There’s been no small amount of discontent directed at streamers who’ve opted to go live despite the strike. This has led to calls for people to understand where some streamers are coming from.
“If you are participating in the Amazon strike, please please do not punish Twitch streamers for working,” said PinkuShika, an artist who’s streaming today, on Twitter. “Many use it as a platform to earn income to pay rent, bills, and buy food. Most don’t have other sources of steady income, like artists! Taking a break is not an option for some.”
Adam Koebel, a tabletop-focused streamer who often speaks up about workers’ rights, initially expressed this viewpoint in even stronger terms, saying on Twitter that people should “buy shit for cheap today if it makes you happy, or boycott Amazon altogether” and apply a similar approach to Twitch, because ultimately “when we eat our comrades alive for not being left enough,” corporations and other powerful entities win. In a Twitter DM to Kotaku, however, Koebel said that he’d deleted his initial tweet because he realized it came across as flippant. What he was trying to convey, he said, was how Amazon has wormed its way into countless elements of our lives both on- and offline and how that makes expressing solidarity more complex than it might initially seem.
“I think what’s happening is this deep, weird problem where we want to fight back against bad corporate practice (in this case, warehouse worker treatment) and if this were a simpler world, it’d be a case of just supporting the strike directly,” he said. “Because Amazon is so deeply ingrained in our entire internet experience, we’re seeing secondary Amazon services like Twitch, and the independent folks who use those services for a living, being assigned solidarity violations by association.”

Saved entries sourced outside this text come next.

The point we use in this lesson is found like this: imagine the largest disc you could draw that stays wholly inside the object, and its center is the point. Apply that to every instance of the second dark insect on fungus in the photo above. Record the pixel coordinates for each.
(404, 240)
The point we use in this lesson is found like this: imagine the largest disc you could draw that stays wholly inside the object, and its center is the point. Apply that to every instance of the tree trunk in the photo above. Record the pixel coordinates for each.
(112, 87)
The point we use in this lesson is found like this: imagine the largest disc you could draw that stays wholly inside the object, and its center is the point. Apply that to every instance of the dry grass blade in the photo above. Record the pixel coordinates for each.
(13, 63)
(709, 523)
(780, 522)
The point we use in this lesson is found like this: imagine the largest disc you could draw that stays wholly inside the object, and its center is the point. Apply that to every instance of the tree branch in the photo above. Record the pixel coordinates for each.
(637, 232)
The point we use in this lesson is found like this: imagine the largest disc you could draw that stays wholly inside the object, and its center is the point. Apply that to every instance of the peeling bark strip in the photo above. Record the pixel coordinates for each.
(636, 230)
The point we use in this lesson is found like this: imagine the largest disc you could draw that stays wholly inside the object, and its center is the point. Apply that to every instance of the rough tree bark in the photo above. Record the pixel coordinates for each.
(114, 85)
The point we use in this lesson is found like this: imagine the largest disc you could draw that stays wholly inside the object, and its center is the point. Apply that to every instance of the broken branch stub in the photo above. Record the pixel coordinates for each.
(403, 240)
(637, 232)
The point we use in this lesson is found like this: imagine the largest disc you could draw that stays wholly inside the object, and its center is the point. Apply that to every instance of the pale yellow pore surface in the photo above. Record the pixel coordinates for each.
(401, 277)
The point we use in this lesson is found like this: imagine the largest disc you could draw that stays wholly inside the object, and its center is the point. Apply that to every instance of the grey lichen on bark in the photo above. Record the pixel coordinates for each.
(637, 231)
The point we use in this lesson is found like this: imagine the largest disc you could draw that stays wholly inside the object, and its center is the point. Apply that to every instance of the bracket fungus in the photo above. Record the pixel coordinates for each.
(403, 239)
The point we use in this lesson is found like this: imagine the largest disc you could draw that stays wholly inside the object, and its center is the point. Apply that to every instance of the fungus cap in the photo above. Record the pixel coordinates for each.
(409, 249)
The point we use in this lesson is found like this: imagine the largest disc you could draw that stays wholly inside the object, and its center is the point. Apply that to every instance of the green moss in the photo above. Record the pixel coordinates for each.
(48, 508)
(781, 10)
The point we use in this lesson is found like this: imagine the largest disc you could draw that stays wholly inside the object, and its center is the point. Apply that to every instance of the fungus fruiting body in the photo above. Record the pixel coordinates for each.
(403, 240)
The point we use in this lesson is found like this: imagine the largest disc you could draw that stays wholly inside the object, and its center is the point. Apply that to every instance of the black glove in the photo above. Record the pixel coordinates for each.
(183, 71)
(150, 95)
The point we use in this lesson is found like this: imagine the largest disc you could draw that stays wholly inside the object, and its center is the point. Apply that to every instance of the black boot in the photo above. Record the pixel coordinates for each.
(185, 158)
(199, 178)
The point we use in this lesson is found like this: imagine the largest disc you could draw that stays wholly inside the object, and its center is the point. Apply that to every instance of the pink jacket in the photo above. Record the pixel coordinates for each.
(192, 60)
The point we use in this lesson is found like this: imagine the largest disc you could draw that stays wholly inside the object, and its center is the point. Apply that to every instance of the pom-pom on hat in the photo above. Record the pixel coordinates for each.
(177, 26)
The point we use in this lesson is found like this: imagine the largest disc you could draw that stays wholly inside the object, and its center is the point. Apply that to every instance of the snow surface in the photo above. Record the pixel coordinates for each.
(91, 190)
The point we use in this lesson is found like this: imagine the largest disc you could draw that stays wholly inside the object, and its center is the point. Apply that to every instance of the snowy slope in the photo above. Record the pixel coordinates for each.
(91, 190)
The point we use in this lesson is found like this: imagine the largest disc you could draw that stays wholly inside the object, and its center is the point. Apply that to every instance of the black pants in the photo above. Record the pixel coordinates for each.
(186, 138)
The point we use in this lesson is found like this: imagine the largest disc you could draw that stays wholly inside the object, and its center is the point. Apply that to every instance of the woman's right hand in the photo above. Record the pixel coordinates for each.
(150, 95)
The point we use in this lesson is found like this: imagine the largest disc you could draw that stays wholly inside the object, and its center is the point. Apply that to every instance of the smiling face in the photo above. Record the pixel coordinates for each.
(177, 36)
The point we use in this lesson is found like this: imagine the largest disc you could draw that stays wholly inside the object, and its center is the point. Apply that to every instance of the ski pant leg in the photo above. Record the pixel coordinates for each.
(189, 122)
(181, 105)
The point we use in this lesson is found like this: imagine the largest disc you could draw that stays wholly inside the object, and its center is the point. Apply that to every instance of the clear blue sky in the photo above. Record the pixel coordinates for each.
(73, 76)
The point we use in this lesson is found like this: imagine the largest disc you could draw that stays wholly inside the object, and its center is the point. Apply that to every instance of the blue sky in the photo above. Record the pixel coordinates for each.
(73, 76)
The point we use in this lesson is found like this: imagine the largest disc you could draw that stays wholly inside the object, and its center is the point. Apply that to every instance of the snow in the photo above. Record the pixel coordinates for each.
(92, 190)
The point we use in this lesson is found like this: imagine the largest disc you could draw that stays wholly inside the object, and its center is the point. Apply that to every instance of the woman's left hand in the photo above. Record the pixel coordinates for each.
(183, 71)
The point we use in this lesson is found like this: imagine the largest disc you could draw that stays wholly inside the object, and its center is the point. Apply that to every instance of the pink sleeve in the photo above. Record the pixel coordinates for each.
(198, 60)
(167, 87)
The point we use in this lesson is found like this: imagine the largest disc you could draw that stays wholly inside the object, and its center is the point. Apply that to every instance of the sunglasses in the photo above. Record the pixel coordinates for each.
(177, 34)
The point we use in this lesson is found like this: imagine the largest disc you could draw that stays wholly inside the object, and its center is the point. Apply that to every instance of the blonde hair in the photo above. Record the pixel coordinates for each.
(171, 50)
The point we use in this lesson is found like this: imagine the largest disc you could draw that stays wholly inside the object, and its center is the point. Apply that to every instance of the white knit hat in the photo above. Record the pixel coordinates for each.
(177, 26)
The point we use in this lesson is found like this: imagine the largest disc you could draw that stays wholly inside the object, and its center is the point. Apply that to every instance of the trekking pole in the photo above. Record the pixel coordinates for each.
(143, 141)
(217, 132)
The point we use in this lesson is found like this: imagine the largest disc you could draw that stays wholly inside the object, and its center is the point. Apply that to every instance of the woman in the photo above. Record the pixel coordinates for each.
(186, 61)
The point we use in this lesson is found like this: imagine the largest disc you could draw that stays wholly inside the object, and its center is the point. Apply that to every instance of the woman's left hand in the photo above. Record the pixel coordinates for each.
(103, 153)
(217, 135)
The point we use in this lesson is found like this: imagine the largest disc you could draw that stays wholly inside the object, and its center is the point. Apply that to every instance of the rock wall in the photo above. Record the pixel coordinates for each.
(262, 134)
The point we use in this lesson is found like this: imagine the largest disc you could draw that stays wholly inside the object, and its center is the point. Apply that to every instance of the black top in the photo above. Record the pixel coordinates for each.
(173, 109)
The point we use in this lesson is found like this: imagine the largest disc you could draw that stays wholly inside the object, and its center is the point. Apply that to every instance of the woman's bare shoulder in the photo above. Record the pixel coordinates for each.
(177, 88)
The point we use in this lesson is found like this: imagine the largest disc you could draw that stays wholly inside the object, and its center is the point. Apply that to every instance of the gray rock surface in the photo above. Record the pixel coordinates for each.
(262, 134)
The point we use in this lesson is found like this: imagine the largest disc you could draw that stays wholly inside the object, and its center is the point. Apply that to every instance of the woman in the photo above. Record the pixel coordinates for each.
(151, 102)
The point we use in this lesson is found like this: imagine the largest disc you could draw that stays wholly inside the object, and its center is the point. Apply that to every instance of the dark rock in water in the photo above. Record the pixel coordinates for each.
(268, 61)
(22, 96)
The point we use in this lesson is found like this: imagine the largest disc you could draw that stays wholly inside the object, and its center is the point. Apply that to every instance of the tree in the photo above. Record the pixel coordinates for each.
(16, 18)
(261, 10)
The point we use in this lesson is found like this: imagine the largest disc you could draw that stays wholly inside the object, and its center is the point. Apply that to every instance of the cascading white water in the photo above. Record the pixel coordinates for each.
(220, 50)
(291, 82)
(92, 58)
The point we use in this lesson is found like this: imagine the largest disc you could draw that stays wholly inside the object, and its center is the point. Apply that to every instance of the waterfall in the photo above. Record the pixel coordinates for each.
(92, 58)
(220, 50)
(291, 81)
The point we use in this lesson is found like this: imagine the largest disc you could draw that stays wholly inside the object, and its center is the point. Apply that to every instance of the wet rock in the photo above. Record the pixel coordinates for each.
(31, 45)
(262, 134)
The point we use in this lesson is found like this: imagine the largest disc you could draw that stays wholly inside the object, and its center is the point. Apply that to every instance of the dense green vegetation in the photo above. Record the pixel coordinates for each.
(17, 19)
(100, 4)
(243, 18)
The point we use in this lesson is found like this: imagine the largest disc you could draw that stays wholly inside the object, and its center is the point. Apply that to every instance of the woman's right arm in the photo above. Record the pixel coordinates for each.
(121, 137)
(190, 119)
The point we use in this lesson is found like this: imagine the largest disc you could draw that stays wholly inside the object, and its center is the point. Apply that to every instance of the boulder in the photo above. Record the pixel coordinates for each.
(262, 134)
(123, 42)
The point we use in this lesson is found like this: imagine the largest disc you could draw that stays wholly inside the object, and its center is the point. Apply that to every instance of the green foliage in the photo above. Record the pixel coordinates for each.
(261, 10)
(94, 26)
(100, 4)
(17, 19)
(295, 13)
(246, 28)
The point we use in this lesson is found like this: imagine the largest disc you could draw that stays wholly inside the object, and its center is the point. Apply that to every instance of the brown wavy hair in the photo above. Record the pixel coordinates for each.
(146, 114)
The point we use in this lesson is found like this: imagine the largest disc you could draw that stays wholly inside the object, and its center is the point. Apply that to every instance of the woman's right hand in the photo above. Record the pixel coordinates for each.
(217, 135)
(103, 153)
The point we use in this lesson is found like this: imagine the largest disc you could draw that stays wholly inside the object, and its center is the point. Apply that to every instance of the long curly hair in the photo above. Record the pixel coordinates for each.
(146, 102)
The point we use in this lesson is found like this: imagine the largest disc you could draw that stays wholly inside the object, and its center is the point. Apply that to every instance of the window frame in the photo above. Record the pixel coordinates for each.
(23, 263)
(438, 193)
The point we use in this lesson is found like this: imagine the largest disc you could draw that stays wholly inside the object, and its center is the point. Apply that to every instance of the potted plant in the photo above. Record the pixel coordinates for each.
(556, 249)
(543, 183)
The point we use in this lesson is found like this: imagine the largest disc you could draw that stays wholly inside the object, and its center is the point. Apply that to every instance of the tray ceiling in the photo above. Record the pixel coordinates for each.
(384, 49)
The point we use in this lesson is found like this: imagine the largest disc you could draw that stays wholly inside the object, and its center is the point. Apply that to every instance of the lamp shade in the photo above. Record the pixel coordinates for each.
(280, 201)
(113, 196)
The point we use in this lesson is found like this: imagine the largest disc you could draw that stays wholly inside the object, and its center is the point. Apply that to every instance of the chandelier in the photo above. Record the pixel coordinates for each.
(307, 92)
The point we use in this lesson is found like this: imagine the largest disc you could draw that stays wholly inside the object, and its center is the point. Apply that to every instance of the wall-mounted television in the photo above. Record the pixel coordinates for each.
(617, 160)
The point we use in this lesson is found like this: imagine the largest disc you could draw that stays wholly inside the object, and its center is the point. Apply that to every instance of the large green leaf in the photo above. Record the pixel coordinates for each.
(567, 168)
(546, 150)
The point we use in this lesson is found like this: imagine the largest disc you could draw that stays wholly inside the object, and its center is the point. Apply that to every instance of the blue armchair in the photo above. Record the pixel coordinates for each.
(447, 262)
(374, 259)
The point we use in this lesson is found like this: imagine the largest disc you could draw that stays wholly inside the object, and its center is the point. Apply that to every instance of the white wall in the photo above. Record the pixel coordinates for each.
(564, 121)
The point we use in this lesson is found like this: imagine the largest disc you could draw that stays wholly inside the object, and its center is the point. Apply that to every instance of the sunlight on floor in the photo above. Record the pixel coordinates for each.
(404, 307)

Amazon’s domination and the disempowerment of workers ensnared in its many tendrils, Koebel explained, puts everybody involved in a position of precarity, to the point that even a simple strike can be a tenuous proposition. This is good for the company and bad for workers who want more. Solidarity in times of protest is meant to get around these sorts of practices—thus people’s distaste for scabs—but Twitch’s structure makes it uniquely difficult.
“I don’t have an answer about whether it’s ethical or not for any given person to broadcast on Twitch during Prime Day,” Koebel said. “I think it’s a reasonable thing for people to avoid services provided by Amazon in solidarity. I don’t know that it’s the right choice for every broadcaster to risk their livelihood during that same period. I hope people will consider how they criticize one another over it. I made a badly-expressed point, and I’m thankful for the response I got to it and to have the chance to come at it from another angle. Is broadcasting the same as crossing a picket line or buying a new TV during Prime Day? I don’t know that I have a concrete answer.”